Jesus destacou o dever da vigilância em pelo menos seis parábolas: do porteiro (Mc 13:34-37); do pai de família (v. 43, 44); dos dois servos (v. 45-51); das dez virgens (Mt 25:1-13); dos talentos (v. 14-30); e do grande julgamento (v. 31-46). Na parábola das dez virgens, por exemplo, a ênfase está no preparo. Embora todas as virgens tivessem dormido devido à tardança do Noivo, cinco delas fizeram provisão de azeite, o que lhes garantiu a entrada para as bodas. Jesus, então, aconselhou: “Vigiem, porque vocês não sabem o dia nem a hora” (Mt 25:13).

Na parábola dos dois servos, Jesus contrastou o comportamento do servo bom que, na ausência do seu senhor, procurou cumprir tudo o que lhe havia sido ordenado, enquanto o servo mau viveu como se o senhor nunca fosse retornar. A ênfase nesse contexto está no serviço – ingrediente indispensável para ministros atentos. Portanto, é desta maneira que o Senhor quer encontrar Seus “vigias”: consagrados e atuantes. Ellen White comenta: “Os que vigiam, à espera da vinda do Senhor, não aguardam de forma ociosa. […] Com a vigilante espera, combinam ativo serviço.”2

Vigilância e o santuário

Pelo menos dois itens do santuário mosaico remetiam à ideia de vigilância: o candelabro e o bordão de Arão. É interessante observar que ambos tinham como base elementos da natureza e, portanto, parecem fazer alusão ao Jardim do Éden – o primeiro santuário na Terra. Richard Davidson traça o seguinte paralelo: “Os termos luz maior e menor utilizados para descrever o Sol e a Lua em Gênesis 1:14-16 são mencionados em outras partes do Pentateuco somente para a luz da menorah no lugar santo do santuário (Êx 25:6; 35:14; 39:27). Em ambos os santuários [de Moisés e de Salomão], o candelabro era uma árvore estilizada de amêndoa (Êx 25:31-40; 1Rs 7:49). Outros elementos edênicos aparecem esculpidos na pia e nas paredes ao redor do templo: bois, leões, lírios e palmeiras. Essas representações artísticas da natureza parecem remeter ao Éden, o santuário original da Terra.”3

O candelabro ficava do lado oposto à mesa dos pães, possuía o formato de uma amendoeira e tinha como objetivo não apenas fornecer luz para o tabernáculo, mas também “simbolizar a árvore da vida”.4 Feito de sete lâmpadas, a menorah era de ouro puro, maciço, elaborada de uma só peça. As lâmpadas eram tratadas com espevitadores e deveriam ser limpas pelos sacerdotes todas as manhãs. A luz emitida deveria ser constante, como mencionou Ellen White: “Como o tabernáculo não tinha janelas, nunca ficavam apagadas todas as lâmpadas ao mesmo tempo, mas irradiavam sua luz dia e noite.”A luz peremptória do candelabro simbolizava a constante vigilância do Guarda de Israel, Aquele que não dorme (Sl 121:4; Jo 8:12; Ap 22:5).

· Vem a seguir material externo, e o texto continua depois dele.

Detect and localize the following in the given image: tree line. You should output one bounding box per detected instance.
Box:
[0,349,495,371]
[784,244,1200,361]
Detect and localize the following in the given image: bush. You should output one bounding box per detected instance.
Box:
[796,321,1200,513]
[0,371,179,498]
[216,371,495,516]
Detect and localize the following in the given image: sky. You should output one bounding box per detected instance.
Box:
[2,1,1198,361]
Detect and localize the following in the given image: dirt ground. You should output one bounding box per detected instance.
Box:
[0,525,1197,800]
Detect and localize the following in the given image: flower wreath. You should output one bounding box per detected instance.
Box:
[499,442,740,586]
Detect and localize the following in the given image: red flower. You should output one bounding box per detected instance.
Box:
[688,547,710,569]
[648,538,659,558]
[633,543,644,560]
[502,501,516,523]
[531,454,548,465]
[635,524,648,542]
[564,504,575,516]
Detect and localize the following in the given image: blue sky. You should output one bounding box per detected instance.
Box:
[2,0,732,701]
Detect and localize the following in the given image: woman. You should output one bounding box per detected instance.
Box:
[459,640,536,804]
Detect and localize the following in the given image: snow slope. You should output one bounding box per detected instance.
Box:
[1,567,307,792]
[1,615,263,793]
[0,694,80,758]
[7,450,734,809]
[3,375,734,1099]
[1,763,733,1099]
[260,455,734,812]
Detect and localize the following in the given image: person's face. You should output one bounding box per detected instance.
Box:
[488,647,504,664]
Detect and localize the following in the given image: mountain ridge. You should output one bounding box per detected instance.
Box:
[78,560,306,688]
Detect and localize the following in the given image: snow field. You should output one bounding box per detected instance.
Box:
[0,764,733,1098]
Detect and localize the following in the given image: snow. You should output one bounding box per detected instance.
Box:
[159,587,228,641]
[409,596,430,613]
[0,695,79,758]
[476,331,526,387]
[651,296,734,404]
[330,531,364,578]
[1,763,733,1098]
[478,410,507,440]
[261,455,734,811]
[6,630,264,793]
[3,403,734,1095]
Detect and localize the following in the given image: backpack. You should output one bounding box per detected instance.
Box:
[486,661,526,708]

O fato de o candelabro ter aparência de amendoeira é digno de nota, pois, na língua hebraica, a palavra “amêndoa” (shaqed) tem a mesma raiz do termo “vigilante” (shoqed – verbo “vigiar”). Alguns lugares, inclusive, recebiam o nome das árvores que predominavam naqueles ambientes. O lugar que Jacó nomeou de Betel, por exemplo, antes se chamava Luz – nome com base numa rara palavra hebraica para designar amendoeira (lûz), mas de ocorrência comum no aramaico/siríaco (Gn 28:19).Além dessa nuance semântica, a botânica também lança luz sobre a questão. A amendoeira é a primeira árvore a despertar do “sono do inverno”. Após enfrentar um longo período de frio, a amendoeira é a primeira árvore a florescer, como se estivesse vigiando a chegada da primavera. Ela floresce na Palestina logo em janeiro e é considerada uma árvore “apressada”.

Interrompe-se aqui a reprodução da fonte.